Sunday(9.25), Creation, an Expression of Love
 Nature in its present condition carries an ambiguous message that mingles both good and evil. Rosebushes can produce lovely and fragrant roses but also harmful and painful thorns. A toucan can impress us with its beauty and then dismay us by assaulting the nests of other birds and eating their frail chicks. Even human beings, who are capable of kindness one moment, can be vicious, hateful, even violent in the next. No wonder that in the parable of the wheat and the tares, the servants asked the field owner, “Sir, did you not sow good seed in your field? How then does it have tares?” (Matt. 13:27, NKJV) And the owner replied, “An enemy has done this” (Matt. 13:28, NKJV). Likewise, God created the universe perfect, but an enemy defiled it with the mysterious seeds of sin.


 Read 1 John 4:8, 16. What can the certainty that “God is love” tell us about the nature of His creative activities?


 The fact that “God is love” (1 John 4:8, 16, NKJV) conveys at least three basic implications.
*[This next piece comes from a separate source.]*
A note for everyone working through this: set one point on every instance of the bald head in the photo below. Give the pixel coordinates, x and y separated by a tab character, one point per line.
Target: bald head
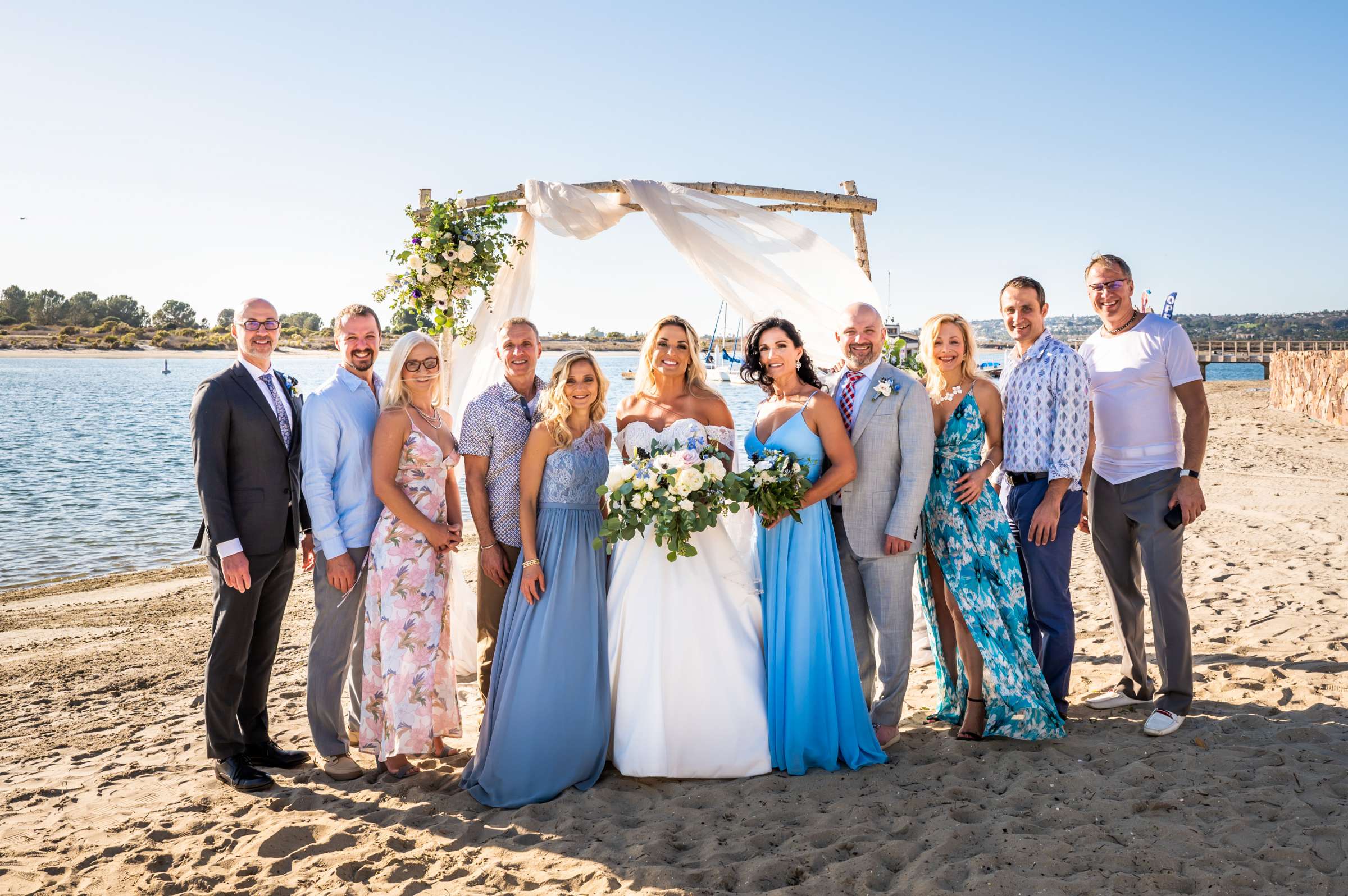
257	345
860	335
First, love by its very nature cannot exist closed in itself but must be expressed. (What kind of love is not expressed?) God’s love is shared internally among the Three Persons of the Godhead, and externally in His relationship with all His creatures. Second, all that God does is an expression of His unconditional and unchangeable love. This includes His creative works, His redemptive actions, and even the manifestations of His punitive judgments. Actually, “God’s love has been expressed in His justice no less than in His mercy. Justice is the foundation of His throne, and the fruit of His love.” — Ellen G. White, The Desire of Ages, p. 762. And third, since God is love and all He does expresses His love, He cannot be the originator of sin, which is in direct opposition to His own character.


 But did God really need to create the universe? From the perspective of His sovereignty, one could say “No,” because it was a decision of His free will. But from the perspective of His loving nature, He wanted a universe as a means of expressing His love. And how amazing that He created some forms of life, such as humans, not only capable of responding to God’s love but also capable of sharing and expressing love, not just to God but to others, as well. (See also Mark 12:30, 31.)

 Look around at the created world. In what ways can you see in it reflections of God’s love, despite the ravages of sin? How can we learn to draw lessons of hope from the expression of God’s love revealed in the Creation?